The family drama Fences is powerful but needs a serious edit.
Review by Matt Cummings
In his long and glorious career, Actor Denzel Washington has made his Modus Operandi clear: choose powerful but flawed characters and fill them with a special intensity to make them memorable. His third film as a director - the family drama Fences - features similar but no less impactful performances, hoping to establish itself among a dearth of Oscar hopefuls. Unfortunately, Washington's effort is as deeply flawed as the characters he chooses, meandering through a lazy script that fails to know when it either needs a mere shave or a full-on cut.
For trash collector Troy Maxson (Washington), life in 1950's Pittsburgh is more about celebrating the end of the day than worrying about how hard he's actually working. He likes to drink in his backyard with friend Jim (Stephen Henderson) while wife Rose (Viola Davis) prepares dinner. Rose has an expectation that Troy will build a wooden fence for her in the backyard, so he enlists his unwilling son Cory (Jovan Adepo) to help. Unfortunately, the dynamics between them have become strained, as Cory's aspiring football career has been shot down by the tough-minded dad, who expects Cory to work instead. Troy must also deal with his son from a previous marriage (Russel Hornsby), who's constantly asking for handouts. Buried deep inside Troy's force-of-nature attitude is a secret that will eventually destroy the Maxson home, pitting son and wife against him, all while the fence continues to be unfinished.
Fences is expertly acted; that's apparent from the first few moments. But after a long monologue where Washington dominates the screen, it's also apparent that this film is going to take its sweet time before giving in to the credits. That hampers what could have been a powerful commentary on the family power scheme and those who desire to take it away. Washington and Davis enjoy excellent chemistry, inhabiting these characters with a sense of history that only people of this skill level can perform. They're one of the best on-screen duos I've seen this year, effortlessly gliding between the familiar nature of a loving relationship and bruising each other with their intensity as the movie progresses. Supporting performances are also excellent (Adepo especially), as he attempts to wrestle away his father's hardened control over him. Production design is flawless, exposing a 1950's Pittsburgh of emerging diversity that also reflects its steel town roots.
Davis is one of my favorite female leads, proving her mettle on both television and film with weekly results. She grants Rose with the perfect 1950's woman, exposing every flaw in the period's DNA by sacrificing any hope for personal achievement to ride Troy's successes. When that comes crashing down, Rose is crushed, giving Davis another opportunity to push her extraordinary talents. By the time it's all done, we deride Troy and elevate Rose which perhaps is the point behind Fences. But that point is not made clearly, and it exposes the problems behind the film itself.

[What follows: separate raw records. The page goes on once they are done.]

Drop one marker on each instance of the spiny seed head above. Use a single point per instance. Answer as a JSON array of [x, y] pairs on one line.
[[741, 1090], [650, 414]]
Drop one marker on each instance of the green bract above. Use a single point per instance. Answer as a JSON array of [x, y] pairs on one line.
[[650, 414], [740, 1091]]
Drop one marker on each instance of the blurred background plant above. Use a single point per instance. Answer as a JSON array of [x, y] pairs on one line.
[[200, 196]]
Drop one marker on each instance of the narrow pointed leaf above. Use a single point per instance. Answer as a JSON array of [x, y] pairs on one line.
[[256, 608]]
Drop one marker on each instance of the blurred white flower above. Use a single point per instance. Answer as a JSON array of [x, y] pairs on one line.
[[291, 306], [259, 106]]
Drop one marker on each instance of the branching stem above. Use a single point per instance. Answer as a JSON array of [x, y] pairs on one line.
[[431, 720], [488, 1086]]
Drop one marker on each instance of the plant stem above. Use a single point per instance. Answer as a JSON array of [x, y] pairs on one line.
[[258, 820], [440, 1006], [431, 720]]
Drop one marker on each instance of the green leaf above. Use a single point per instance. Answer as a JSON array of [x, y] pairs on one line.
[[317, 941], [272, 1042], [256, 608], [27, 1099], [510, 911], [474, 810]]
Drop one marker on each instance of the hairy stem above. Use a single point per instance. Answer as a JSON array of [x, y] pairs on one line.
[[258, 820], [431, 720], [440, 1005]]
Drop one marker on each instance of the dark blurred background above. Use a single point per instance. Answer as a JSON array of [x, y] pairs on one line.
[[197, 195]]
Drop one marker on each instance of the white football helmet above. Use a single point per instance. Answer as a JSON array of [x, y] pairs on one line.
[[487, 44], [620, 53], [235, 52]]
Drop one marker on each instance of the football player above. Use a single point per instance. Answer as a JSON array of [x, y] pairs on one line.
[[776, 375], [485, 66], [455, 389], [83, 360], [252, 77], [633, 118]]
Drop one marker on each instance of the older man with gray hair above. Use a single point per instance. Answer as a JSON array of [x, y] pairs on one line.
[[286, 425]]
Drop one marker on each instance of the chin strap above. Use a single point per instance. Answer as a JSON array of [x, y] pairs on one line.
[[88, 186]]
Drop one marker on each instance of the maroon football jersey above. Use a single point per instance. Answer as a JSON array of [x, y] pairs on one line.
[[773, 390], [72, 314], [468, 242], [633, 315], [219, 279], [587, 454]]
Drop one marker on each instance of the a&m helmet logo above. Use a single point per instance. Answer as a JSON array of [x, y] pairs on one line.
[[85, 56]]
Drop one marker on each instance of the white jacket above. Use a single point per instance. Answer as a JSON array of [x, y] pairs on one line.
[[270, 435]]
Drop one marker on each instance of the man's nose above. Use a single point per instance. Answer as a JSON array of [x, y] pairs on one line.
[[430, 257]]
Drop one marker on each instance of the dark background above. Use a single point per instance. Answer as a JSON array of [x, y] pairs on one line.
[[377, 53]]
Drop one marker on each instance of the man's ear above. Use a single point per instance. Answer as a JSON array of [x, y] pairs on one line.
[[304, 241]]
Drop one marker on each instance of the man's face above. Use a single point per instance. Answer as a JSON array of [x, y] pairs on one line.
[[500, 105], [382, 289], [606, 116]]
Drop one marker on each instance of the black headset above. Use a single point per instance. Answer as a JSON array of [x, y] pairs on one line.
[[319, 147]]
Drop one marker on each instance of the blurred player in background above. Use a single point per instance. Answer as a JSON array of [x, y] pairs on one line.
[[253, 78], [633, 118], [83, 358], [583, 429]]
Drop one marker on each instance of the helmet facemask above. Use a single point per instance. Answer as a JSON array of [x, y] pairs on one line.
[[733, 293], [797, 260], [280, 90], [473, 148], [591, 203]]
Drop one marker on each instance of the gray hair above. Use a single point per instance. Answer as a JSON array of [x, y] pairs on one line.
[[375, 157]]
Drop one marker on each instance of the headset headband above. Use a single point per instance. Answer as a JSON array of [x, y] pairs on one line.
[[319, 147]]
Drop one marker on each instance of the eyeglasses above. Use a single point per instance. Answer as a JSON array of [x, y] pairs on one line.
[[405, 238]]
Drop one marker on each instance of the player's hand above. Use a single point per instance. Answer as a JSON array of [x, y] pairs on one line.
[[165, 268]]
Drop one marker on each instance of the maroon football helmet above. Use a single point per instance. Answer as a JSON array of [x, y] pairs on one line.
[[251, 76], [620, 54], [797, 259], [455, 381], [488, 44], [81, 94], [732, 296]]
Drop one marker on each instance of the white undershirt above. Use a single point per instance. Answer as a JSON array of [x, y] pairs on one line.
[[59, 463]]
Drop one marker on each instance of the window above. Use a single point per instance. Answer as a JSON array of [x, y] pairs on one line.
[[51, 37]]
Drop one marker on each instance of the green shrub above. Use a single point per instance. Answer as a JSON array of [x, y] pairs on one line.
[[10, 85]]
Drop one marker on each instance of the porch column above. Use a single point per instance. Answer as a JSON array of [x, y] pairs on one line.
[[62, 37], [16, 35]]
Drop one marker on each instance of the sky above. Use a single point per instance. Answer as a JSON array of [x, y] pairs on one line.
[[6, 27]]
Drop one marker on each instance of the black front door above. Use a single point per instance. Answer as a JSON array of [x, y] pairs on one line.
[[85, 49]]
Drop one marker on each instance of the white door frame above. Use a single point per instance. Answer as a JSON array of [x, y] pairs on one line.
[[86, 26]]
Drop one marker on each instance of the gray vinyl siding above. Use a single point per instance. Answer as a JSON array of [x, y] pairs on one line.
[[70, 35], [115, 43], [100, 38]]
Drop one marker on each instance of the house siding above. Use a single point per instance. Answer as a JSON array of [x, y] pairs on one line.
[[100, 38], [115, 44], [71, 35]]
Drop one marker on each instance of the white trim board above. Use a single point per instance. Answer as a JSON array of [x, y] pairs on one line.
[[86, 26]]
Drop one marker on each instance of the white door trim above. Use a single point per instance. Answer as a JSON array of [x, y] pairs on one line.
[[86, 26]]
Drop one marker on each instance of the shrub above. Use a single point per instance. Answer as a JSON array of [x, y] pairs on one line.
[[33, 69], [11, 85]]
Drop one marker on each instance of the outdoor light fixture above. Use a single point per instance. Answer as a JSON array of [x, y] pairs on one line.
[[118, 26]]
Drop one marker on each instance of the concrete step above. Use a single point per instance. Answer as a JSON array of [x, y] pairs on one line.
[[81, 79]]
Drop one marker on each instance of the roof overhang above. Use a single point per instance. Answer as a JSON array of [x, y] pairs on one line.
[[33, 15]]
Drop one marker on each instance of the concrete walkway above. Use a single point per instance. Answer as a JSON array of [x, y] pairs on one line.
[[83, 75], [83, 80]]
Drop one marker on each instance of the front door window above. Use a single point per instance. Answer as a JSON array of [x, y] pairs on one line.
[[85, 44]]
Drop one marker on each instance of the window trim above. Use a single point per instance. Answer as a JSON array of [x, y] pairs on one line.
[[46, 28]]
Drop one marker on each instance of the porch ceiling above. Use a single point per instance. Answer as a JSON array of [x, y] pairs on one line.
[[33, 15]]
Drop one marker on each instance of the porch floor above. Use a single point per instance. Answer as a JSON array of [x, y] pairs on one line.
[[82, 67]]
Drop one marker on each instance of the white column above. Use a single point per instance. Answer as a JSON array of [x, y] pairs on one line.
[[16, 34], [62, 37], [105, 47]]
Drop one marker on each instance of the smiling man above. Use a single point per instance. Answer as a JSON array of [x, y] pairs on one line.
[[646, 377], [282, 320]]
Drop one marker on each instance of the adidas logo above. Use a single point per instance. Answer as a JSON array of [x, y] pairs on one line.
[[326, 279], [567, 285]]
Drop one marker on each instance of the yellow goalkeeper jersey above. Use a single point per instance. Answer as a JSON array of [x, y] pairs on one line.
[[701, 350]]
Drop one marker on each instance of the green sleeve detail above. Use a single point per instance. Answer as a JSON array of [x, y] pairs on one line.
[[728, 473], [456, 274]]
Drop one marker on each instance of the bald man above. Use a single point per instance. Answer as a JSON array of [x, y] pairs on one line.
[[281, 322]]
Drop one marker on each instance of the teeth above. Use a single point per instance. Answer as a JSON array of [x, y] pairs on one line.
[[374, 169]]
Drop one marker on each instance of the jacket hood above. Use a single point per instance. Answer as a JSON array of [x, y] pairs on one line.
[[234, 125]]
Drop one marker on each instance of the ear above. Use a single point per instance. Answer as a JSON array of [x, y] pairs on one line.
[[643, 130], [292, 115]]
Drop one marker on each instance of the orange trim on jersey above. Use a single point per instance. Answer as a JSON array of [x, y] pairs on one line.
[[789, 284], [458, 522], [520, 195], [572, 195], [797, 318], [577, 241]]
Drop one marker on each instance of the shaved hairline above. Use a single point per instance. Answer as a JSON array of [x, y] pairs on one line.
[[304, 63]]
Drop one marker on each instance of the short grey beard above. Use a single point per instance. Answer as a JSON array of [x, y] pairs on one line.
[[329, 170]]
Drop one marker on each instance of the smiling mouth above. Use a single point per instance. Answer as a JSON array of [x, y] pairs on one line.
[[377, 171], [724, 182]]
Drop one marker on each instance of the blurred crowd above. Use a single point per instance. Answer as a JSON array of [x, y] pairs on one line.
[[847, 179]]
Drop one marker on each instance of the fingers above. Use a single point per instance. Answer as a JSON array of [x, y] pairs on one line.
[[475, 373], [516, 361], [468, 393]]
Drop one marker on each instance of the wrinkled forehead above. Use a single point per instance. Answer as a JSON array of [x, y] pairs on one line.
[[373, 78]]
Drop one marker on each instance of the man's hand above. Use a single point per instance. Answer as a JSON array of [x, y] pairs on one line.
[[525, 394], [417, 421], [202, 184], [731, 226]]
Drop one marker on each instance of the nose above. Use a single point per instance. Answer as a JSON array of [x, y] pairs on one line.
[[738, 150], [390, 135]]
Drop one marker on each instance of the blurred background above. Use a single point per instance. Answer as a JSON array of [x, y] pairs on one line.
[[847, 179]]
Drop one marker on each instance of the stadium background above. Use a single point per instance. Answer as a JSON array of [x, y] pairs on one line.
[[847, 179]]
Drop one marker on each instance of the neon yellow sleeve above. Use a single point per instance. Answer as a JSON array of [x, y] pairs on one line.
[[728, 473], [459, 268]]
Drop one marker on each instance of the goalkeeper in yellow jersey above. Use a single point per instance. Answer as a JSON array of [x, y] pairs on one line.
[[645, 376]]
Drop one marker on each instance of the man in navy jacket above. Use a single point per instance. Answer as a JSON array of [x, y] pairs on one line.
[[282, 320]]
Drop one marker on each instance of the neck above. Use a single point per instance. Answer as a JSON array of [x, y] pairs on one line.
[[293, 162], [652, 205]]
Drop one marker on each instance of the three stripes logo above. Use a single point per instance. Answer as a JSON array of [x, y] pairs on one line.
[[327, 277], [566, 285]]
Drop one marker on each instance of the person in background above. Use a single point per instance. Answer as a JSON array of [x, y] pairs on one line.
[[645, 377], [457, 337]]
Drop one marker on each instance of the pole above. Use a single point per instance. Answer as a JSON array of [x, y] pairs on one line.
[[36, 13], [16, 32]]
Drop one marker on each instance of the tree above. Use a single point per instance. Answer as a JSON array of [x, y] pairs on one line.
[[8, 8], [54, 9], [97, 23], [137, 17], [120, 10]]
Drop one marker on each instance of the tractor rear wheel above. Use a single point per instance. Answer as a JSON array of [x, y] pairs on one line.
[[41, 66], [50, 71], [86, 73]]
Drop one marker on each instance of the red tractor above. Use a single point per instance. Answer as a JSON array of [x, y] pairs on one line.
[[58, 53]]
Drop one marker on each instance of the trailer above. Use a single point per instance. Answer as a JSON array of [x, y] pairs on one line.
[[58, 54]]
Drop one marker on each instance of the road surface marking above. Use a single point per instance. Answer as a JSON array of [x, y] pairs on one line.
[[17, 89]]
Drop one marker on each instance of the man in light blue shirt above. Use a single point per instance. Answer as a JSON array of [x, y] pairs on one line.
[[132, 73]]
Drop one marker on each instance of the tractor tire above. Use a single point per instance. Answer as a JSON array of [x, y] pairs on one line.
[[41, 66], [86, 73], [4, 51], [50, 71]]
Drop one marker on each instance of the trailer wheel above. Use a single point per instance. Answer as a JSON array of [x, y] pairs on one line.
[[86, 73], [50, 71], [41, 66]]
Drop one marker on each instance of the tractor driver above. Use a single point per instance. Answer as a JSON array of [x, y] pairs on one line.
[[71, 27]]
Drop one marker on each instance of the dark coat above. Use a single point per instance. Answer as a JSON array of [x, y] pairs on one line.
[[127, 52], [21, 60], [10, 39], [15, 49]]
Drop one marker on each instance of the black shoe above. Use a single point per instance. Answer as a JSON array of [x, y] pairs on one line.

Sadly, Fences suffers from two devastatingly avoidable issues. First, it needs a serious edit, going on for way too long and failing to tell us much by the end. Based on the play by August Wilson (who also wrote the script), it resolves into essentially nothing, forcing audiences to take on extended periods of dialogue that fail to connect to a larger point that just doesn't exist. True, we know more about our characters by film's end, but it's the classic "journey taken" plot that keeps Fences from attaining anything more. In his effort to tell the story of the flawed Troy, Washington exposes his own weaknesses as a director, failing to perhaps take the advice of veteran editor Hughes Winborne to hone his story into a tightly-woven commentary on the family power struggle. There's an Oscar movie here for sure, but Washington can't get out of his own way, failing to mature Fences from its roots as a low-rent play. Our test audience seemed to agree, as several of them actually fell asleep during the 2-hour+ film that should have been 30 minutes shorter.
With a proper edit, Fences could have taken home Oscar gold, but its lackadaisical attitude and long (sometimes very long) sequences of dialogue stray the impact behind Washington's film. Its failure proves the importance that all aspects of film making (including editing) must be strictly enforced if you wish to create something special. For Fences, it's this one aspect that audiences will find unnerving and which unravels any hope for Oscar glory.
Fences is rated PG-13 for thematic elements, language and some suggestive references and has a runtime of 138 minutes.